(Transmitted from the Gods) Hokusai Sketches (Denshin kaishu Hokusai manga), vol.12
- Date:
- 1834
- Medium:
- Source:
- Victoria and Albert Museum
Description
(Transmitted from the Gods) Hokusai Sketches (Denshin kaishu Hokusai manga), volume 12, published in 1834, is one of the later instalments of Katsushika Hokusai's vast illustrated compendium known today as the Hokusai Manga. Issued in fifteen volumes between 1814 and 1878, the series collected thousands of pen and brush sketches reproduced as ukiyo-e prints on inexpensive paper, intended as a study manual for students of painting and design. The full title invokes a tradition in which artistic skill is gifted directly from the divine, signalling Hokusai's pride in his own draughtsmanship. Volume 12 continues the encyclopedic ambition of earlier volumes, presenting figures, animals, landscapes, weather effects, mythological creatures and ordinary tradespeople in dense composite pages that mix the comic, the technical and the sublime.
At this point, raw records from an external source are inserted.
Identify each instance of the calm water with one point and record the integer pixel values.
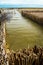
(23, 33)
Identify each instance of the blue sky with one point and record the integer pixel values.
(22, 2)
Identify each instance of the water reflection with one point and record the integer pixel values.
(22, 32)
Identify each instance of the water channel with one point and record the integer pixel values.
(22, 32)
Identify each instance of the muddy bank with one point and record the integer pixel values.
(36, 16)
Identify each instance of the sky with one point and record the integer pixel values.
(40, 2)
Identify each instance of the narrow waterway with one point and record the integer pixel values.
(22, 32)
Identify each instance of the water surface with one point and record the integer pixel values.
(23, 33)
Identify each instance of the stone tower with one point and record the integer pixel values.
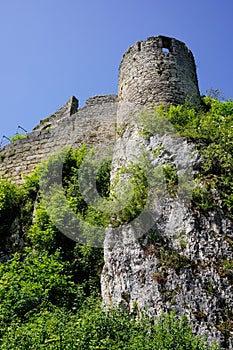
(158, 70)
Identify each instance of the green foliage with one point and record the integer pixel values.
(210, 127)
(27, 282)
(17, 137)
(129, 200)
(92, 328)
(10, 198)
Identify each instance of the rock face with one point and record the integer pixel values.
(93, 124)
(171, 257)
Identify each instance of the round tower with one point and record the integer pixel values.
(158, 70)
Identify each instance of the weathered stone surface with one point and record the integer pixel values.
(93, 124)
(173, 256)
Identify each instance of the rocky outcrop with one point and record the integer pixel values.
(172, 256)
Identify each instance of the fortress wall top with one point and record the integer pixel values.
(158, 70)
The Victoria and Albert Museum preserves a complete or near-complete set of the Hokusai Manga, allowing scholars to study the evolution of the artist's line over more than two decades. As a publication, the manga differs from a single ukiyo-e print in its primary intent as a model book, yet its visual influence on European artists encountering Japanese art in the second half of the nineteenth century was immense. The volumes circulated widely as wrapping for export ceramics and were among the first images of Japanese popular art to reach Paris. Within Edo ukiyo-e, the manga represents Hokusai's commitment to drawing as a universal practice.